1. I certainly don't anticipate that achieving these goals will be easy. Believe me, it wasn't in the case of climate change. The first models began to appear in the 1960s, and it wasn't until the 1990s that a systematic approach to model comparison was built. Why then? Because there was pressure from the folks who needed to make decisions based on these models. Having smart politicians who want to make sure they're getting the best information might therefore present some sort of a potential lever on firms to open up to this kind of an analysis.

2. I could imagine the same being said of the media. In some respects, they are currently a large part of the problem, only wanting top-line information so they can say "X is winning" or "it's a very tight race". But they could be the best, wanting more sophisticated analysis to provide their readers. Having a poll that was known to follow well vetted modeling practices could be a competitive advantage for a media outlet, and if one outlet does it, maybe others would be obliged to follow.

3. Or the push might begin with academic pollsters. Here, the idea of building a better mousetrap and publishing about it could generate interest in these ideas.

4. @CTPonix especially -- I will be up front and say that I think people will always be tempted to interpret or spin data one way or another, whatever the subject.
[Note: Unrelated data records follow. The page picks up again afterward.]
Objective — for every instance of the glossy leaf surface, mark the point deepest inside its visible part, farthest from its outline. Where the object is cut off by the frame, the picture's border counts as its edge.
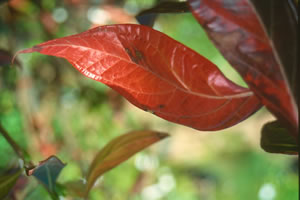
(157, 74)
(236, 30)
(6, 57)
(280, 19)
(148, 16)
(119, 150)
(7, 182)
(276, 139)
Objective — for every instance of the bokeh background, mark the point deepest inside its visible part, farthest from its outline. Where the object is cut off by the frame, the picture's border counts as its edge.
(49, 108)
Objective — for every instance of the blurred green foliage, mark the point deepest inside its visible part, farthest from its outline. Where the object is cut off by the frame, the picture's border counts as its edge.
(50, 108)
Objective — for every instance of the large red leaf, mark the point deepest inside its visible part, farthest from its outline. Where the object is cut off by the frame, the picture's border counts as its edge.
(236, 30)
(157, 74)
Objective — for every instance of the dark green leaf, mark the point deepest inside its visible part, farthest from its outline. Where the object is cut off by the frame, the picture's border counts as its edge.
(47, 172)
(147, 17)
(118, 151)
(276, 139)
(8, 180)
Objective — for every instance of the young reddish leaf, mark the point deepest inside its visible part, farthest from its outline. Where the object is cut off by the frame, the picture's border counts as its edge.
(119, 150)
(236, 30)
(157, 74)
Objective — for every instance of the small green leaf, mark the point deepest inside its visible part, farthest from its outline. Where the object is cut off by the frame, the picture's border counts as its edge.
(119, 150)
(8, 180)
(75, 188)
(47, 172)
(277, 139)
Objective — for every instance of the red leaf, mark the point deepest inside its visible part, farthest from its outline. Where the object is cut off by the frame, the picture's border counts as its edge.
(157, 74)
(236, 30)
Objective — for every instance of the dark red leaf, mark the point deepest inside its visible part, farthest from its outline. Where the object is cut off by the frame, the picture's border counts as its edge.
(236, 30)
(147, 17)
(6, 57)
(157, 74)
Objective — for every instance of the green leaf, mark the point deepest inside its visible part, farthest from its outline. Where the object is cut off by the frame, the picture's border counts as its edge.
(75, 188)
(118, 151)
(47, 172)
(277, 139)
(8, 180)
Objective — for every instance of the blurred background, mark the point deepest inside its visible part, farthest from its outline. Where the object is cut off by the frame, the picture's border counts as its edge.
(49, 108)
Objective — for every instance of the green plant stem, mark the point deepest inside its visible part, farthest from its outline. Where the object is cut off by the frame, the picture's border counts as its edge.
(17, 149)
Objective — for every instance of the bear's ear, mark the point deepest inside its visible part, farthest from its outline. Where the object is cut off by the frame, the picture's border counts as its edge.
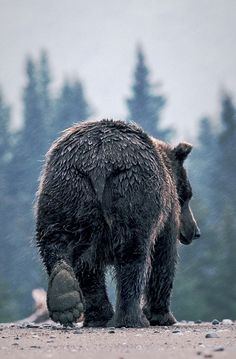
(182, 151)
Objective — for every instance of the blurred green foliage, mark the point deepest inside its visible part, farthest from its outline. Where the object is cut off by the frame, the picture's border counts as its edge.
(205, 281)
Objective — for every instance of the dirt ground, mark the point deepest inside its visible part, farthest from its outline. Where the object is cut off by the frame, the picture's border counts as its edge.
(183, 340)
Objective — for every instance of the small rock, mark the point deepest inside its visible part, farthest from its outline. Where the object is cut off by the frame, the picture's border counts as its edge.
(77, 331)
(212, 335)
(208, 355)
(227, 321)
(219, 349)
(31, 325)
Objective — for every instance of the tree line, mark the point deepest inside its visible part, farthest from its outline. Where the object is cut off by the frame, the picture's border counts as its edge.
(205, 285)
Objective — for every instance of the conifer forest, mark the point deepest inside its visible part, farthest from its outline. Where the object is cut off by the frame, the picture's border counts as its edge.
(205, 281)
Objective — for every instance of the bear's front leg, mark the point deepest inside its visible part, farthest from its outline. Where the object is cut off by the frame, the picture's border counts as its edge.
(131, 268)
(64, 296)
(159, 286)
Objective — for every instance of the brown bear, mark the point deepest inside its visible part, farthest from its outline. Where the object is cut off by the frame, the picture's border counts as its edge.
(110, 194)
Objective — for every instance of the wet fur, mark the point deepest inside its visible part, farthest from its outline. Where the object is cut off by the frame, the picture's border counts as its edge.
(108, 196)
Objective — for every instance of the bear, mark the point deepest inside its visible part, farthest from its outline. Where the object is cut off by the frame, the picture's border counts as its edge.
(111, 195)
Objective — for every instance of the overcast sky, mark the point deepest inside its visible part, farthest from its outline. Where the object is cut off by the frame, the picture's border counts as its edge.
(190, 47)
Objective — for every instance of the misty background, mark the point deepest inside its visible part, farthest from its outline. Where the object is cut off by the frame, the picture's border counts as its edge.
(169, 66)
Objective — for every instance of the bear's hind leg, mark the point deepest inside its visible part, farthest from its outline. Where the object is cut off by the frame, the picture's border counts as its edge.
(98, 309)
(159, 285)
(130, 267)
(64, 296)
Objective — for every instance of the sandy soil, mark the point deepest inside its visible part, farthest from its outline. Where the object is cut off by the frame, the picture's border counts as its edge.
(184, 340)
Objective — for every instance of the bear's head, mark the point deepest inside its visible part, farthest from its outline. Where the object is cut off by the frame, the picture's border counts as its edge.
(189, 229)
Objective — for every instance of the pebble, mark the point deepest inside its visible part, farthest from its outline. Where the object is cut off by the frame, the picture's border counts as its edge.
(227, 321)
(208, 355)
(77, 331)
(219, 349)
(31, 325)
(215, 322)
(212, 335)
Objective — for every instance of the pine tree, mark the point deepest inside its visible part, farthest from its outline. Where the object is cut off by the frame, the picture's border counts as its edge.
(144, 105)
(5, 140)
(23, 172)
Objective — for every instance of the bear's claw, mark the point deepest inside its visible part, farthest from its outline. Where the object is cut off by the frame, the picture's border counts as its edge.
(64, 297)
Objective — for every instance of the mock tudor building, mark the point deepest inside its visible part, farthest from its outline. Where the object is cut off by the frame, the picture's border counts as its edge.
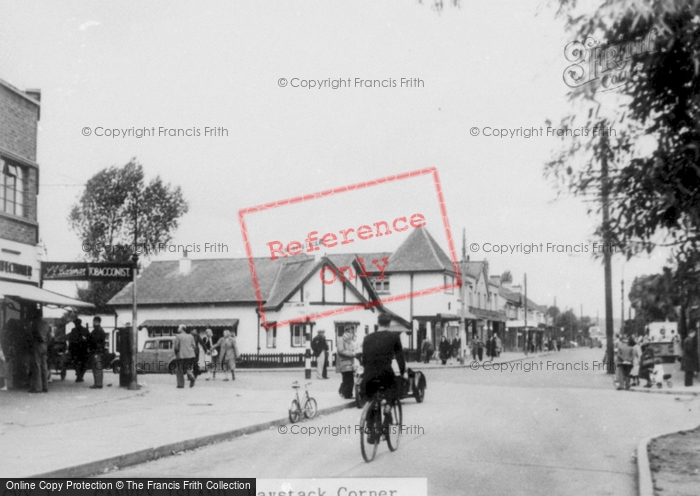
(220, 294)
The reason is that evidence is never complete and certain (or at least this is exceedingly rare, especially on the time scales or spatial scales that you need the information). The strategies I suggest will therefore make no difference to how people try to spin or interpret data.

What the strategies will do, on the other hand, is make it possible/easier for knowledgeable observers to critically assess those interpretations and spins and to write about and discuss them. I think this kind of deliberation is critical precisely because there will always be uncertainty about polls, so we need to be able to foster debates about that uncertainty, not let those who "own" the data spin it with impunity.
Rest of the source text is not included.